The Science and Technology Committee has today published a response from the Government and the UK Collaborative on Development Sciences (UKCDS) to the ‘Building scientific capacity for development’ Report produced by the Committee on 26 October 2012.
The Government has renewed its commitment to building scientific capacity in developing countries following a report from the Science and Development Select Committee.
In its response to the Select Committee, published today, the Government says that it agrees that building capacity is an important part of enabling developing countries to self-sustainably drive and shape their own future. The MPs believe the Department for International Development (DFID) has made improvements in using a more robust evidence base and developing its own in-house expertise and has welcomed the Government response to its report.
Chair of the Committee, Andrew Miller MP, said:
"We are delighted that the Department for International Development has agreed with most of our recommendations and will make renewed efforts to build scientific capacity in developing countries.
The importance of scientific institutions and education in equipping a country to develop and grow is sometimes overlooked in development policy."
The Government has committed to improve its communication of the role of science and engineering in achieving development goals where possible.

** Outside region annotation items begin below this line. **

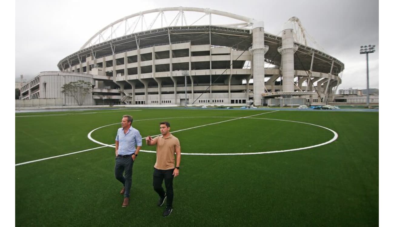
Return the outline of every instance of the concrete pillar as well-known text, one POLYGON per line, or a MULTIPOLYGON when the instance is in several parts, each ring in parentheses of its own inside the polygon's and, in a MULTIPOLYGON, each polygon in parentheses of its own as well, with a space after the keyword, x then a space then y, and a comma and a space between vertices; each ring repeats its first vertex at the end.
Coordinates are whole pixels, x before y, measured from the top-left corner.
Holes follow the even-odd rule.
POLYGON ((290 23, 285 24, 282 31, 282 46, 278 52, 282 55, 282 91, 293 92, 294 91, 294 55, 298 49, 294 44, 293 30, 290 23))
POLYGON ((229 104, 231 103, 231 78, 232 77, 232 48, 230 49, 230 76, 229 76, 229 104))
POLYGON ((132 104, 136 104, 136 83, 134 81, 126 80, 126 82, 131 85, 132 104))
POLYGON ((103 76, 107 76, 107 72, 106 71, 107 68, 107 62, 105 61, 105 57, 102 57, 102 73, 103 76))
POLYGON ((189 103, 192 103, 193 100, 194 100, 194 91, 193 90, 193 77, 191 76, 191 43, 189 43, 189 76, 190 78, 190 82, 191 82, 191 102, 189 103))
POLYGON ((268 50, 264 45, 264 22, 255 22, 253 24, 253 42, 250 51, 253 54, 253 103, 261 106, 261 94, 264 93, 264 55, 268 50))
POLYGON ((128 75, 128 71, 127 70, 127 52, 125 52, 125 58, 123 61, 125 62, 125 79, 127 79, 126 76, 128 75))

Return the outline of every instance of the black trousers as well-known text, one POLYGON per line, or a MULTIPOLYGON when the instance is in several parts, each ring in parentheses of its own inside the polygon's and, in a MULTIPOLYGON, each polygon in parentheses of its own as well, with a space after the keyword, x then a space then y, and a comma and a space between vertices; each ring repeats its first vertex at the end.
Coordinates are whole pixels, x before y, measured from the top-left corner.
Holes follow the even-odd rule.
POLYGON ((159 194, 161 197, 163 198, 166 194, 167 195, 167 206, 172 207, 173 200, 174 200, 174 190, 173 189, 173 180, 174 175, 172 175, 174 169, 162 170, 154 168, 153 171, 153 189, 159 194), (164 180, 165 189, 164 191, 162 185, 163 180, 164 180))
POLYGON ((123 157, 118 155, 115 159, 115 177, 125 186, 125 197, 130 196, 130 189, 132 183, 133 164, 131 155, 123 157), (123 176, 123 172, 125 176, 123 176))

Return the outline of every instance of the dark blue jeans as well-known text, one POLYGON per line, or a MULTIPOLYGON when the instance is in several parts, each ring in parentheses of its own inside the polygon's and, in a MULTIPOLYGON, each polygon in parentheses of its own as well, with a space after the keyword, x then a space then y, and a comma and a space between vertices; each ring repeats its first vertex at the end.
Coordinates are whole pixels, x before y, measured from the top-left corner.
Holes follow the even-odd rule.
POLYGON ((115 177, 125 186, 125 197, 130 196, 130 189, 132 182, 133 164, 134 161, 131 155, 122 157, 118 155, 115 159, 115 177), (123 176, 123 172, 125 176, 123 176))
POLYGON ((174 169, 164 170, 153 168, 154 169, 153 171, 153 189, 162 198, 164 197, 167 194, 167 206, 172 207, 172 202, 174 200, 174 190, 173 189, 174 175, 172 174, 174 172, 174 169), (163 179, 164 180, 167 193, 164 192, 164 190, 162 186, 163 179))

It says it will also work with the Commonwealth Scholarship Commission (CSC) to develop early career awards to complement the existing CSC activities. DFID will also introduce a requirement to include within evaluation reports, details of a dedicated contact point to which concerns about effectiveness can be formally addressed.
Andrew Miller MP, said:
"Our responsibility to the developing world needs is to help build capacity to enable countries to find their own solutions to their problems and this requires the development of home grown scientists and technology."
DFID will also commission an independent evaluation that compares different approaches to making research available. This will look at a range of programmes and not just those funded by DFID. The evaluation will enable the department to identify where DFID research communication has a comparative advantage and the types of programmes and interventions that represent value for money and best enhance the impact of research.
A previous report by the Science and Technology Committee had criticised the Government for not paying enough attention to building the science base of developing nations.